Fusillade au collège Dawson

A l’heure où j’écris ces lignes (16h54 HE), l’opération est semble-t-il encore en cours ou sur le point de se terminer. Les informations que l’on peut lire et entendre dans les médias nationaux, aussi bien francophones qu’anglophones, ne cessent de changer d’heure en heure. On parle de 20 blessés et d’un suspect abattu par la police. On parlait plus tôt de 4 morts, mais depuis une heure il est presque impossible de savoir s’il y en a eu réellement; la police semble attendre que cette tragédie se termine complètement avant d’avancer des chiffres et un quelconque bilan. Toute la ville en parle, tout le Québec en parle et demain, les médias du monde entier vont forcément en parler. Les quelques montréalais à qui j’ai parlé, francophones et anglophones, sur place ou encore dans le bus, sont comme moi : ils n’en reviennent pas, ne comprennent pas qu’une tragédie comme celle-là puisse se dérouler dans une ville aussi paisible que Montréal. Le Québec est rarement au centre de l’actualité, mais en cette triste journée, il l’est, et le sera probablement aussi dans les médias européens et internationaux demain. J’étais au coeur de l’évènement, car depuis deux ans maintenant je travaille au 12è étage de la Tour 2 de la Place Alexis Nihon, qui abrite un centre commercial de plusieurs étages en son sous-sol et qui surplombe tout le quartier du métro Atwater. Voici comment j’ai vécu cette journée effroyable que je ne suis pas prêt d’oublier.

Vers midi, un de mes collègues me presse pour aller descendre chercher à manger, alors que nous y allons généralement vers 13 heures. Je commençais à avoir un peu faim, alors pourquoi pas après tout. Nous sommes donc descendu au centre commercial de la Place Alexis Nihon, comme nous le faisons tous les jours, pour aller chercher notre lunch et le remonter au bureau pour le manger. Merci JF, je ne sais pas ce qui t’a pris de vouloir manger si tôt aujourd’hui, mais merci ! Puis, vers 12h40, un autre de mes collègues, dans le même bureau que moi, nous dit qu’il se passe des choses bizarres au CÉGEP de Dawson, que nous voyons clairement de nos fenêtres.

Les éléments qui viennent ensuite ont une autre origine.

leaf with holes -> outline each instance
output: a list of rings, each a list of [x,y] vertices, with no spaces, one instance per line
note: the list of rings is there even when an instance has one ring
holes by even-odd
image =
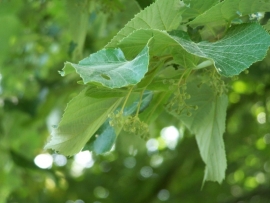
[[[270,46],[269,34],[257,23],[231,27],[224,38],[210,43],[194,43],[183,32],[171,32],[173,38],[191,54],[213,61],[219,74],[231,77],[262,60]]]
[[[74,68],[84,84],[94,82],[109,88],[120,88],[140,82],[148,70],[148,64],[148,45],[131,61],[125,59],[121,49],[103,49],[79,64],[66,62],[61,75],[72,72]]]

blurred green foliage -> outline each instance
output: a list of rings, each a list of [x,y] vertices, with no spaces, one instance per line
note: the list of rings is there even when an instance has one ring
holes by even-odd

Plusieurs policiers, l’arme à la main, semblent alors faire évacuer Dawson. Certains ont les deux mains sur leur pistolet et semblent viser les fenêtres de l’établissement, pendant que les autres aident les étudiants à évacuer. Certains collègues, toujours les premiers à descendre quand il se passe quelque chose au métro Atwater ou qu’une voiture de police est stationnée en bas, sont rapidement descendus prendre le pouls de la situation. De ma fenêtre, je ne croyais pas ce que je voyais. Les images que j’ai vues sont comme des photos aériennes qui resteront gravées longtemps dans ma mémoire : tous ces étudiants qui sortaient par la porte arrière de Dawson juste derrière la station de métro Atwater, qui contournaient celle-ci pour continuer leur fuite le long de Maisonneuve vers Atwater ; ces policiers, tous armés de pistolets, alors que jamais encore je n’avais vu un policier ici sortir son arme à feu; le bureau ou tout le monde était scotché aux fenêtres et certaines collègues commençaient sérieusement à pleurer’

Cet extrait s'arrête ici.